Menu

Filter op
content
Omgevingsweb

 

Ruimtelijke ontwikkelingen dienen altijd rekening te houden met bestaande en toekomstige natuurwaarden. Regels op dat gebied zijn onder andere vastgelegd in de Omgevingswet en verschillende uitvoeringsregelingen.

Algemeen

Natuur speelt al gauw een rol bij ruimtelijke ontwikkelingen. Ontwikkelingen die leiden tot stikstofdepositie staan erg in de belangstelling. Maar denk bijvoorbeeld ook aan de gevolgen van activiteiten door ruimtebeslag, aantasting van nestplaatsen, foerageergebieden of migratieroutes, verstoring door geluid, toenemende recreatiedruk, optische verstoring, of veranderingen in de hydrologische situatie. Of een ontwikkeling negatieve gevolgen heeft voor beschermde natuurgebieden of beschermde soorten kan worden bepaald aan de hand van ecologisch onderzoek.

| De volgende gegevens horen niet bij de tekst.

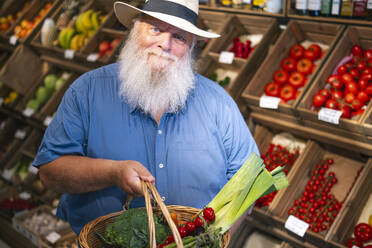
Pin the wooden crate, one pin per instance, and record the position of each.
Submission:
(357, 200)
(352, 36)
(295, 33)
(346, 165)
(238, 25)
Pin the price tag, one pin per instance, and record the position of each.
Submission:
(226, 57)
(69, 54)
(20, 134)
(7, 174)
(32, 169)
(28, 112)
(13, 40)
(53, 237)
(54, 211)
(47, 120)
(24, 195)
(269, 102)
(92, 57)
(329, 115)
(296, 225)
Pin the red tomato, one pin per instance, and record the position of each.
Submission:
(352, 87)
(363, 96)
(296, 79)
(297, 52)
(332, 104)
(341, 70)
(287, 93)
(289, 64)
(281, 77)
(319, 100)
(304, 66)
(349, 97)
(356, 104)
(272, 89)
(335, 81)
(357, 51)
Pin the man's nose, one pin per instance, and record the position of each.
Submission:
(165, 41)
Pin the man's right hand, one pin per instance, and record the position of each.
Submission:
(129, 174)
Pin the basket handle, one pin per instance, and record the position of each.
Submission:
(147, 187)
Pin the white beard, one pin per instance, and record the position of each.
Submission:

Sinds 2017 is het natuurbeschermingsrecht grotendeels opgenomen in de Wet natuurbescherming, het Besluit natuurbescherming en de Regeling natuurbescherming. De Wet natuurbescherming heeft de daarvoor geldende Natuurbeschermingswet 1998, Flora- en faunawet en Boswet vervangen. Sinds 2024 is deze Wet natuurbescherming opgenomen in de Omgevingswet.

Ook in andere kaders zijn regels over natuurbescherming opgenomen. Zo is het beschermingsregime voor het Natuurnetwerk Nederland, voorheen de Ecologische Hoofdstructuur, opgenomen in provinciale verordeningen.

Natuurbescherming in de Omgevingswet

De meeste inhoudelijke regels over natuurbescherming zijn, ingedeeld naar doelgroep, opgenomen in een van de volgende drie besluiten:

  • Besluit Activiteiten Leefomgeving (Bal)
  • Besluit Kwaliteit Leefomgeving (Bkl)
  • Omgevingsbesluit (Ob)

Daarnaast moet het omgevingsplan (vervanger van het bestemmingsplan) als passend beoordeeld worden als het significante gevolgen kan hebben voor een Natura 2000-gebied. Er moet dan worden voldaan aan de eisen die het Bkl hieraan stelt.

Drie pijlers

De Wet natuurbescherming, sinds 2024 opgenomen in de Omgevingswet, bevat regels over soortenbescherming, gebiedsbescherming en houtopstanden.

Soortenbescherming

De regels over soortenbescherming zijn gericht op de bescherming van beschermde soorten, ongeacht waar deze zich bevinden. Het gaat om vogelsoorten waarop de Europese Vogelrichtlijn betrekking heeft, dier- en plantensoorten opgenomen in de Europese Habitatrichtlijn en de Verdragen van Bern en Bonn, en dier- en plantensoorten waarvoor een nationaal beschermingsregime geldt. De Wet natuurbescherming bevat ook regels over faunabeheer en schadebestrijding, jacht, en handel in en bezit van dieren en planten.

Gebiedsbescherming

De regels over gebiedsbescherming zijn gericht op de bescherming van Natura 2000-gebieden en de natuurwaarden waarvoor deze gebieden zijn aangewezen.

Houtopstanden

De regels over houtopstanden hebben betrekking op houtopstanden van een bepaalde omvang buiten de bebouwde kom. Houtopstanden binnen de bebouwde kom worden gereguleerd door gemeentelijke regels.

In beweging

Het natuurbeschermingsrecht is geen rustig bezit. Niet alleen omdat de Wet natuurbescherming in 2017 in werking is getreden, waardoor de wet- en regelgeving op onderdelen is gewijzigd, en in 2024 die wet alweer is opgenomen in de Omgevingswet. Maar ook omdat er regelmatig jurisprudentie verschijnt van Europese en nationale rechters over de toepasbaarheid van bestaande regels en de wijze waarop deze regels moeten worden uitgelegd. De ‘stikstof-uitspraak’ van de Raad van State van 29 mei 2019 is hiervan een voorbeeld.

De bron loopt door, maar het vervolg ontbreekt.